Although not necessarily for the mainstream audience’s multiple viewings (the film contains a decent amount of graphic content), ‘The Skin I Live In’ is, nevertheless, a triumph of specifically ‘Almodóvar’s cinematography. The film is very beautiful artistically, with very well thought-out shots and thought-provoking plot sequence.
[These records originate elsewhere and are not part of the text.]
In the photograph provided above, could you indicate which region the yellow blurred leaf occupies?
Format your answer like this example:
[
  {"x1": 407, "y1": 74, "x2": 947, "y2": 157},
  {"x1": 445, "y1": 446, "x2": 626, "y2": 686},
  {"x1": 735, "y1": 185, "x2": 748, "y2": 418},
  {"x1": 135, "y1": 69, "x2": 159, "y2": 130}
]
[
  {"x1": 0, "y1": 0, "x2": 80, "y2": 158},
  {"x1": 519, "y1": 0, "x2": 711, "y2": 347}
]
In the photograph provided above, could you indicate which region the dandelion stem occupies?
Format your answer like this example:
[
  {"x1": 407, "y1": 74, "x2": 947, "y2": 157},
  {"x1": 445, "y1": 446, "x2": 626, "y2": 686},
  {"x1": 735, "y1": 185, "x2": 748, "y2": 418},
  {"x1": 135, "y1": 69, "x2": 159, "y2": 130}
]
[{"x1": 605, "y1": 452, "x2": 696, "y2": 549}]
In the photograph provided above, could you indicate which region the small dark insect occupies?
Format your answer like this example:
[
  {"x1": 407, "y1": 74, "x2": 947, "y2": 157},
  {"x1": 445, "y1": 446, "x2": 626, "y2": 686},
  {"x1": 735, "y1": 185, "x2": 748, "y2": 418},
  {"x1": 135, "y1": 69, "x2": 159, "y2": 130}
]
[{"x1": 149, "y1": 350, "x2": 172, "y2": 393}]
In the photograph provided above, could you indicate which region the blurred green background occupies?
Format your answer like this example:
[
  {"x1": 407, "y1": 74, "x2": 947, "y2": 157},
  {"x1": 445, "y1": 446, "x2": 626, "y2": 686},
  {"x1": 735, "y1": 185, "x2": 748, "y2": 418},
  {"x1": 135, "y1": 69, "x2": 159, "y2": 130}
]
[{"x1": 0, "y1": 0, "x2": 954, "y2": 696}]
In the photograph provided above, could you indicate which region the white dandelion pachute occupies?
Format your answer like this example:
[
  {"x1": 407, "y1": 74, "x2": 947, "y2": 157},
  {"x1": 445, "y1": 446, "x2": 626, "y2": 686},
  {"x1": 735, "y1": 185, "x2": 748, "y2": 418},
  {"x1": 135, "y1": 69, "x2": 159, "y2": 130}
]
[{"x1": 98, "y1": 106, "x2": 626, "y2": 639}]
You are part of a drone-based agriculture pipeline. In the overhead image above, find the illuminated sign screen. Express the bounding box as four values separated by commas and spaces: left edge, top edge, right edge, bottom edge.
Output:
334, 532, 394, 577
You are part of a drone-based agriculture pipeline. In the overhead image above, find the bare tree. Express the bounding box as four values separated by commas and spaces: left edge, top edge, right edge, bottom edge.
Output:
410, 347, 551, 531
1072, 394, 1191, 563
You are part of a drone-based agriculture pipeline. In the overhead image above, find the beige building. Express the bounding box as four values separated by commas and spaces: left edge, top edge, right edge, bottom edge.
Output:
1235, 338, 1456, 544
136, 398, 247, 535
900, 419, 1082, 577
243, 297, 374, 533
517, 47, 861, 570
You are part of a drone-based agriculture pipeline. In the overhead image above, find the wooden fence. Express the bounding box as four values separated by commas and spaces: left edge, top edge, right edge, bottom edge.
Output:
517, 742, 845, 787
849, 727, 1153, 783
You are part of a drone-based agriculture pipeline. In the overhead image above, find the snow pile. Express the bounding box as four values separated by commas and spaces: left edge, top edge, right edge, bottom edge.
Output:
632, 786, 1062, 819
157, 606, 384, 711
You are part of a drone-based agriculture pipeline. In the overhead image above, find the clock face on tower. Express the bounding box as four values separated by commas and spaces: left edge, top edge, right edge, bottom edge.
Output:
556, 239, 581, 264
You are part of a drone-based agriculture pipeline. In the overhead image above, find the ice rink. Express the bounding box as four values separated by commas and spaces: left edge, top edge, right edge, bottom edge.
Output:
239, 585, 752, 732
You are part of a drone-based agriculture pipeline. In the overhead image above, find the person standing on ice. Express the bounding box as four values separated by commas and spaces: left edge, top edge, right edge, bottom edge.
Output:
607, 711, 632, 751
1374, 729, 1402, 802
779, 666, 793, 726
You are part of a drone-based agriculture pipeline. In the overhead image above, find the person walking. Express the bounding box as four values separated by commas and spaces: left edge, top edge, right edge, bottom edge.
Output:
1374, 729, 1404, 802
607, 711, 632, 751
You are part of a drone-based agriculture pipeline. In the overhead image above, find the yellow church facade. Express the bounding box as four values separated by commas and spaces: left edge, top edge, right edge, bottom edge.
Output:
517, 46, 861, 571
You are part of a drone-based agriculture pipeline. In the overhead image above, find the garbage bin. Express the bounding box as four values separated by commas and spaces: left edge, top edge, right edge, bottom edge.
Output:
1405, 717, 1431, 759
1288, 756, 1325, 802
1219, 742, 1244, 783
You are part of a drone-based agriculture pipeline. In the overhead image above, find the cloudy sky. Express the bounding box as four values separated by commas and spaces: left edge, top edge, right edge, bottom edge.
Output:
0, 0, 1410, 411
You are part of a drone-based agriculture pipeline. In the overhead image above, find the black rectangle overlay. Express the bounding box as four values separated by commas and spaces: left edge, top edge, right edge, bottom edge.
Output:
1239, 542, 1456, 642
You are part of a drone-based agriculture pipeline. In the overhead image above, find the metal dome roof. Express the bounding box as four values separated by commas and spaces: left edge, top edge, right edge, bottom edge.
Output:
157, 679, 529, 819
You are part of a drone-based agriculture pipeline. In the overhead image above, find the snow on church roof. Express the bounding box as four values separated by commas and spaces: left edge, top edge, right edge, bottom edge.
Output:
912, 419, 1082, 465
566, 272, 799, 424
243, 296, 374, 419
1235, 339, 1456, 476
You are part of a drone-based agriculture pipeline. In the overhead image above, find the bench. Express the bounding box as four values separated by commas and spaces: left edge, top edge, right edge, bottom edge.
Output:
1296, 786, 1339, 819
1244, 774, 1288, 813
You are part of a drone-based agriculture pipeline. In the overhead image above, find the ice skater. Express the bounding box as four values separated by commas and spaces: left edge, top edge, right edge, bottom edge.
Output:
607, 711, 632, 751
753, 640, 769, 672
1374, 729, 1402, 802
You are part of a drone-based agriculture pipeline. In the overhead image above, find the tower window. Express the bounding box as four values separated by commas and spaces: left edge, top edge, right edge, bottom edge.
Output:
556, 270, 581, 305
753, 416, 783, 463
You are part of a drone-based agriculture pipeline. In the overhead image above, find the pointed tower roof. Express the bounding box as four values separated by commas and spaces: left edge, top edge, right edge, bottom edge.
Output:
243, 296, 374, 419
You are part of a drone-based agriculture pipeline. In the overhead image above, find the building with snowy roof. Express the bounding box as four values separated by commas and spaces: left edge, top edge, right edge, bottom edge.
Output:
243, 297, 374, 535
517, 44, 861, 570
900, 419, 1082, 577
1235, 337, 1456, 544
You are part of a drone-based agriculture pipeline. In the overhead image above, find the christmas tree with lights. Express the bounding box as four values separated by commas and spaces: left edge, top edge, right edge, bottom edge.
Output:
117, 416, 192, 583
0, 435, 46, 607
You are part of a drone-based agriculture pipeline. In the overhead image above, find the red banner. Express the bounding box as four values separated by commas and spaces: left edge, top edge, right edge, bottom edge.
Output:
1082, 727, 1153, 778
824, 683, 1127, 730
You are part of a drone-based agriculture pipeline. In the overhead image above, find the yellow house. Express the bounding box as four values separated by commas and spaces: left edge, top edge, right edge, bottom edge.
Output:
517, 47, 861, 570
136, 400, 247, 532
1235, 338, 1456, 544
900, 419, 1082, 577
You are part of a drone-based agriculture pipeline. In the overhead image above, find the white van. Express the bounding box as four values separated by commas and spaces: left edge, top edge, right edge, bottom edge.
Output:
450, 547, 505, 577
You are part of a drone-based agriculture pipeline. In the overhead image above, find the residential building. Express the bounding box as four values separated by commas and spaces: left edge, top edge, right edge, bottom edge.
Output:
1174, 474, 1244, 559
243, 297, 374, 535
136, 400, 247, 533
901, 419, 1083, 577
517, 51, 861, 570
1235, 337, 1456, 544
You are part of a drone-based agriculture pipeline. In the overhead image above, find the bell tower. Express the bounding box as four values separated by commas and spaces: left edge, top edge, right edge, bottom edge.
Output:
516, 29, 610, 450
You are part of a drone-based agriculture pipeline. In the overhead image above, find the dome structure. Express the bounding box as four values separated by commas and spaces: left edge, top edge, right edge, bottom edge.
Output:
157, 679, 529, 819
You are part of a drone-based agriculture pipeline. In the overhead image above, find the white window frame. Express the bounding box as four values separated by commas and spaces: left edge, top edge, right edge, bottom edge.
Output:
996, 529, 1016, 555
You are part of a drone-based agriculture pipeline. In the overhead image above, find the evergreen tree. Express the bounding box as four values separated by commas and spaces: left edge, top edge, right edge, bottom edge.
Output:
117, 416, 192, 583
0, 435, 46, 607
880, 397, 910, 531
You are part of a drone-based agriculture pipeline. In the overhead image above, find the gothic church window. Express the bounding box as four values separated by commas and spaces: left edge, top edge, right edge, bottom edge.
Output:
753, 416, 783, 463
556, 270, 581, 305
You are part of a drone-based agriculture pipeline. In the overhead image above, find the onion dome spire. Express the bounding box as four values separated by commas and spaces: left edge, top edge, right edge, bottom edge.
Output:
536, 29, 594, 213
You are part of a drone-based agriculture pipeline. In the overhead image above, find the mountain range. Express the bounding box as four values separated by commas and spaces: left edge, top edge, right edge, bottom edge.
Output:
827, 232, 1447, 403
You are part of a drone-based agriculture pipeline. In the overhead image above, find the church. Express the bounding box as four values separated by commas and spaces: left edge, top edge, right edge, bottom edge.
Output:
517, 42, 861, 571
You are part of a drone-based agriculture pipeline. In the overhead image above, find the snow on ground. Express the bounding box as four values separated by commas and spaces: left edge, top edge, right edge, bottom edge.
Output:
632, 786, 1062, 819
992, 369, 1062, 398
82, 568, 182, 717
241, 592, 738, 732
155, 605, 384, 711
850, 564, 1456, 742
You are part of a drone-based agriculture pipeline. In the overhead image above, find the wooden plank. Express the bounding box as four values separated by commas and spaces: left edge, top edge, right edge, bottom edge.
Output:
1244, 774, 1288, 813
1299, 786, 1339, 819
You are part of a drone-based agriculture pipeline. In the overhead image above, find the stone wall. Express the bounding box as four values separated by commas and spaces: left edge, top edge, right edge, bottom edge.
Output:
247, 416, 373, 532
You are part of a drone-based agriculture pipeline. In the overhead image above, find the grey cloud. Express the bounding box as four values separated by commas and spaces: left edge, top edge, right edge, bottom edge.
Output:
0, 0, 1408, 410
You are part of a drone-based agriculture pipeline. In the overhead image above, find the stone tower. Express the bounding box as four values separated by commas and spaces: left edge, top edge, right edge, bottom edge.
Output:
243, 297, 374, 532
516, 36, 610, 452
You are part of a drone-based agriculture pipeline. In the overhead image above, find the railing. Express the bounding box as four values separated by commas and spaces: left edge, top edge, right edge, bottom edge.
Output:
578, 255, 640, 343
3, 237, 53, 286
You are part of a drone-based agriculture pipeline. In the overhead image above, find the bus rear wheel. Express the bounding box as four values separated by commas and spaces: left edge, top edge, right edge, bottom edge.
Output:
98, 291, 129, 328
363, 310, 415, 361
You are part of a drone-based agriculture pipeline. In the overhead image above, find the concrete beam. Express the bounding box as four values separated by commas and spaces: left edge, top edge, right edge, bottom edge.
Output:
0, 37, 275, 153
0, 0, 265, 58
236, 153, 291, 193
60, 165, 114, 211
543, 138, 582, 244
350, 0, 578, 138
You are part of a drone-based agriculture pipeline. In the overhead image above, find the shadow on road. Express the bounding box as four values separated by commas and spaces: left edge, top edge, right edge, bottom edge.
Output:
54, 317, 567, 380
A viewing is essential as the film’s ‘impact’ is virtually guaranteed. 9/10
Warning! – Serious Spoilers Ahead!
Psychologically, the film is very interesting in portraying a mental state of a human being who underwent a sex-reassignment surgery, though the impact of such operation on a human psyche was grossly underplayed in the film. Whoever saw the documentary ‘The Boy Who Was Turned into a Girl’ depicting the life of David Reimer (committed suicide at the age of 38), will know the catastrophic consequences of such a procedure if it is performed without consent, and the fact that ‘female/male sexuality’ is ‘in the brain’, and cannot be ‘learned’.
It is also a merit to the film that it could be so scientifically unrealistic, bordering on being fantastic in its conceptual ideas, while maintaining its realistic undertones on screen throughout. In that vein, the film is a great play with the audience’s own romantic notions, sexuality and feelings, as they have to psychologically reconcile themselves rapidly to a drastic shift in the circumstances in the film.
The procedure which Dr. Robert Ledgard used to modify Vicente was made unclear in the film, though it goes without saying that to achieve the result Dr. Ledgard did, one has to swamp skeletons, including skulls, first.
Dr. Robert Ledgard presents a nice character study. Contrary to popular opinion, one can say that Dr. Ledgard, rather than being a psychopath or an evil ‘monster’, is actually just a man who is torn with grief over losing his family to very traumatic events, and loses his sanity on that basis, becoming obsessed with the image of his wife, desiring to return her whatever the cost. Dr. Robert Ledgard is vindictive and egoistic, but he is also a man who wants to fulfil his professional ambitions, and turning Vicente into Vera presents a real professional challenge to him, which he finds hard to resist.